Dan itu semua terjadi sangat cepat. Pembunuh di Menara Zhaixing jelas telah memperhitungkan posisi dan kecepatan menghindar Kaisar. Dia menggeser posisinya dalam sekejap. Jarinya menekan untuk yang kedua kalinya dengan sangat stabil dan menembak ke arah di mana Kaisar mundur. Dia benar-benar menaruh semua harapannya pada tembakannya yang kedua ini.     
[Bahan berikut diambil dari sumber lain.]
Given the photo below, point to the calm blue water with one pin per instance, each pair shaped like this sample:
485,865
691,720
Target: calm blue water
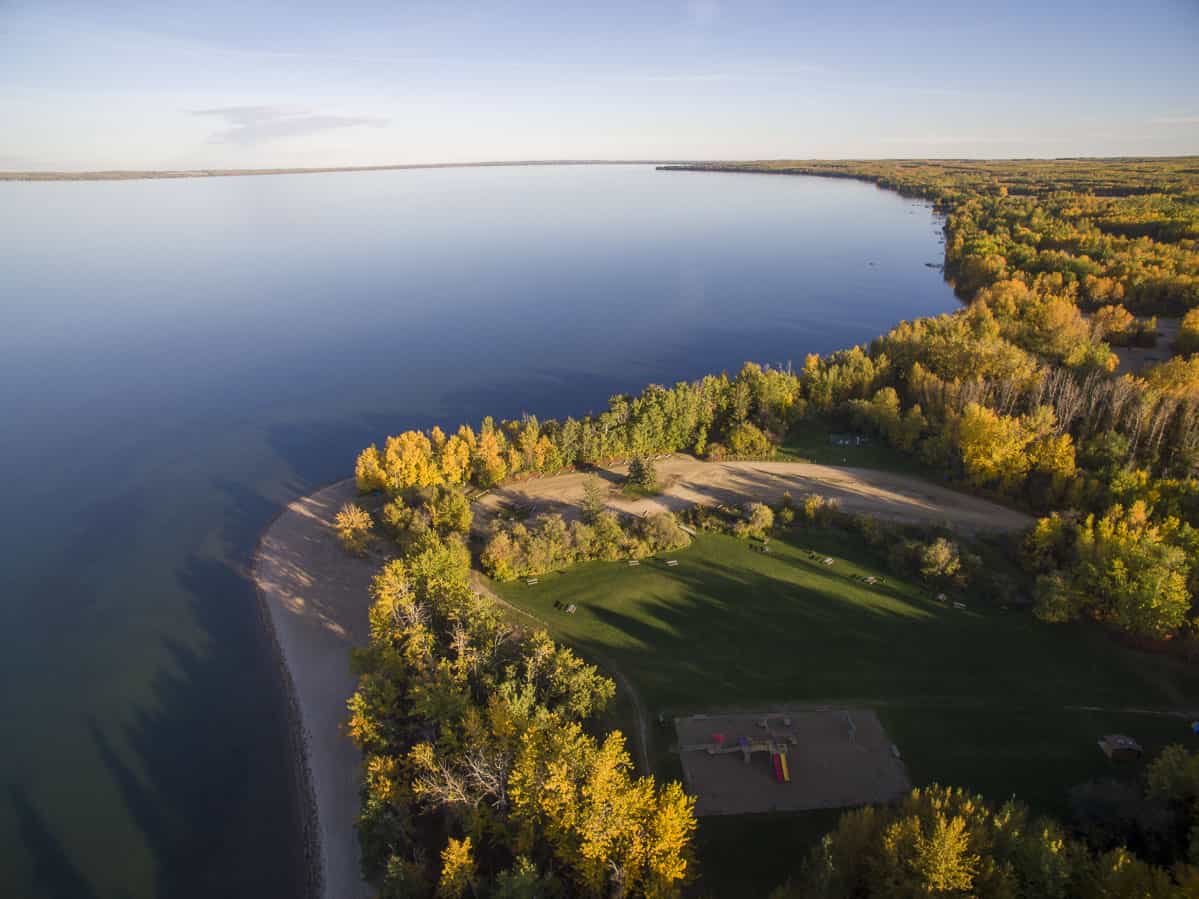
180,357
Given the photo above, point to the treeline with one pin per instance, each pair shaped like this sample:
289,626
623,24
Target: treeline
1107,230
953,390
549,543
947,842
481,774
716,417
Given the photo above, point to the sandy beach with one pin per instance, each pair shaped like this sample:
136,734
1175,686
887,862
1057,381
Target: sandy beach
317,597
317,601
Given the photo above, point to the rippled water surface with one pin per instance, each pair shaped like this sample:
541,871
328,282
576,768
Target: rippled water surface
180,357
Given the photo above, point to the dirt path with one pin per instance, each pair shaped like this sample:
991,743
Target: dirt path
643,731
687,482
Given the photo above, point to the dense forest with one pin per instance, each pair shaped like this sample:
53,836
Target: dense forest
482,770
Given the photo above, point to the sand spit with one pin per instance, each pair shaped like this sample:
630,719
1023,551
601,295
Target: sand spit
317,601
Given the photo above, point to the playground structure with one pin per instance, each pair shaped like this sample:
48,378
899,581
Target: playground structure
793,759
776,746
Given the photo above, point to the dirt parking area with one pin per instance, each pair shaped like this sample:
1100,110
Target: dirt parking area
687,482
835,756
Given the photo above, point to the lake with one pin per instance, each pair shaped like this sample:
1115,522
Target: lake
180,359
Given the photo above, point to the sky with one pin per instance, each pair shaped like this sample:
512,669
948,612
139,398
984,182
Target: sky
242,84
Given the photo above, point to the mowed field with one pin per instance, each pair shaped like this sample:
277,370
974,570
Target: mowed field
977,698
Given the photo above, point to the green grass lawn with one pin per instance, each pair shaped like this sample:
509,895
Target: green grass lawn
974,698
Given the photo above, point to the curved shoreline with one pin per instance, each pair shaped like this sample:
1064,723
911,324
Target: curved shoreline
313,601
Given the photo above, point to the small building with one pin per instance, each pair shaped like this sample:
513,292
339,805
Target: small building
848,440
1119,747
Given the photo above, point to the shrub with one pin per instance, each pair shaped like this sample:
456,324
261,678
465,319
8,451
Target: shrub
747,440
662,532
642,475
758,519
353,525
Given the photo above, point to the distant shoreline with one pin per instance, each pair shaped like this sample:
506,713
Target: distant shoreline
151,174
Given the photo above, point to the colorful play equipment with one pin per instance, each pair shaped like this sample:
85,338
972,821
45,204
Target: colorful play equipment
777,746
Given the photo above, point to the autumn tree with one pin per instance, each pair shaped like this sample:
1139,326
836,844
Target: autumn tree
353,526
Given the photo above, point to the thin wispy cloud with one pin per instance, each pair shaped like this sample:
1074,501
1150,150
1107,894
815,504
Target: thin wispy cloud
1175,120
252,125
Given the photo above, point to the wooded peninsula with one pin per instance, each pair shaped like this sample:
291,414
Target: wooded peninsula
493,759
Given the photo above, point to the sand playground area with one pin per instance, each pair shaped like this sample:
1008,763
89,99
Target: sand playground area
788,761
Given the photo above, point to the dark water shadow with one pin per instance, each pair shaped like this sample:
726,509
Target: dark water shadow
54,875
209,774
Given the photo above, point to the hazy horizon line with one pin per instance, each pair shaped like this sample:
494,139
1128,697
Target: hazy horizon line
136,174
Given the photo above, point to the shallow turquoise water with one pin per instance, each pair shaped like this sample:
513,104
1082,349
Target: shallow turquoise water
178,359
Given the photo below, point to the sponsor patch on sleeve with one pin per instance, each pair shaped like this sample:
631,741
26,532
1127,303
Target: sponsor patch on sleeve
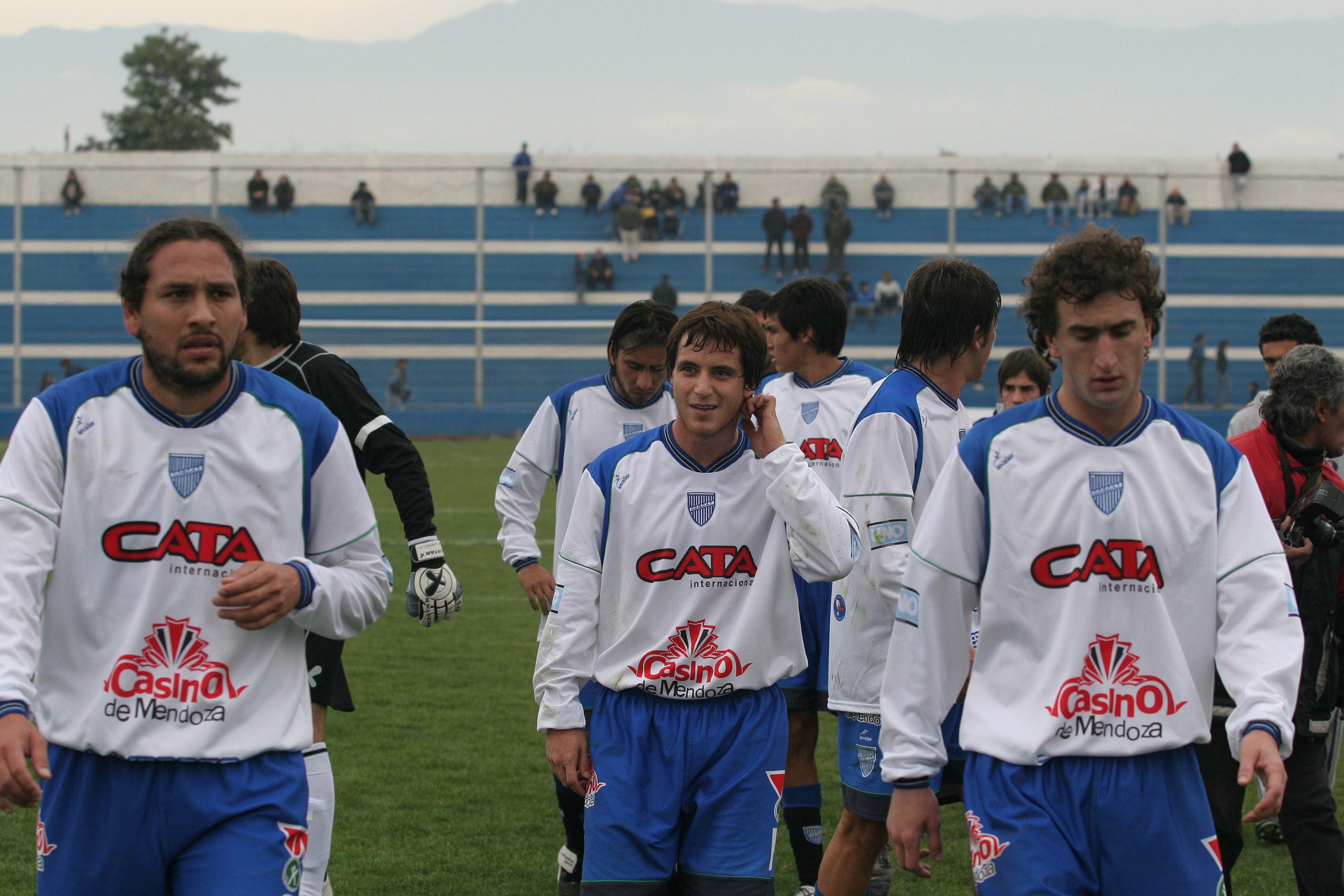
908,608
883,535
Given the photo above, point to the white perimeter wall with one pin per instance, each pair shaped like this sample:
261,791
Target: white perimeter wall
184,179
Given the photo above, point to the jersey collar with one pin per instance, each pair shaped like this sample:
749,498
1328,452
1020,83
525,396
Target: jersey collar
691,464
163,414
1089,434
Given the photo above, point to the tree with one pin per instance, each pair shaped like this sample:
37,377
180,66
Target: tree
174,88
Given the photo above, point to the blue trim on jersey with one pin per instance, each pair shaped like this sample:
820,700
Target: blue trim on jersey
1222,456
63,399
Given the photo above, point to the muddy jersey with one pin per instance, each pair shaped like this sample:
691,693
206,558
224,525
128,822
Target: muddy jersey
1112,575
570,429
818,417
678,578
136,515
903,436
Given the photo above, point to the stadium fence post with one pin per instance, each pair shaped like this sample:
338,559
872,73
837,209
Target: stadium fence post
480,289
708,236
1162,283
18,286
214,192
952,211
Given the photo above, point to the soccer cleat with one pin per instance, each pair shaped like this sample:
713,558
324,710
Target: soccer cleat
881,880
566,880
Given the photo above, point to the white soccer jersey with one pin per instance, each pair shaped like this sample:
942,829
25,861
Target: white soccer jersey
678,578
1110,575
570,429
905,433
137,514
818,417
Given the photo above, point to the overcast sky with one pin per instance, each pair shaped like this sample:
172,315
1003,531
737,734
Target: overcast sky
391,19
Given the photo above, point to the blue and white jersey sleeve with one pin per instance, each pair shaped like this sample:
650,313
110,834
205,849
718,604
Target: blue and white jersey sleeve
1258,649
518,496
346,582
31,487
929,655
567,650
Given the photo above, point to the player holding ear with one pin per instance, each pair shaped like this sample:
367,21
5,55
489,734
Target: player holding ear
675,595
Dapat memperhitungkan waktu peluru dan reaksi Kaisar menunjukkan bahwa pembunuh ini mengenal Kaisar dengan sangat baik dan juga memahami pengetahuan dan ketakutan Kaisar terhadap senjata ini, yang Kaisar ketahui sebagai "peti."     

Yang paling penting, pembunuh di Menara Zhaixing tahu kecepatan reaksi seorang Guru Agung saat dihadapkan dengan situasi antara hidup dan mati. Dengan demikian, dia dapat secara akurat memperhitungkan posisi Kaisar setelah menghindari tembakan yang pertama, saat-saat di mana Kaisar sulit untuk bergerak lagi.     

Perhitungan macam ini mustahil untuk dapat dibuktikan. Tidak ada seorang pun, selain seorang Guru Agung, yang benar-benar bisa memaksa Guru Agung lainnya ke titik ekstrem seperti itu, apalagi memahami kecepatan seorang Guru Agung.     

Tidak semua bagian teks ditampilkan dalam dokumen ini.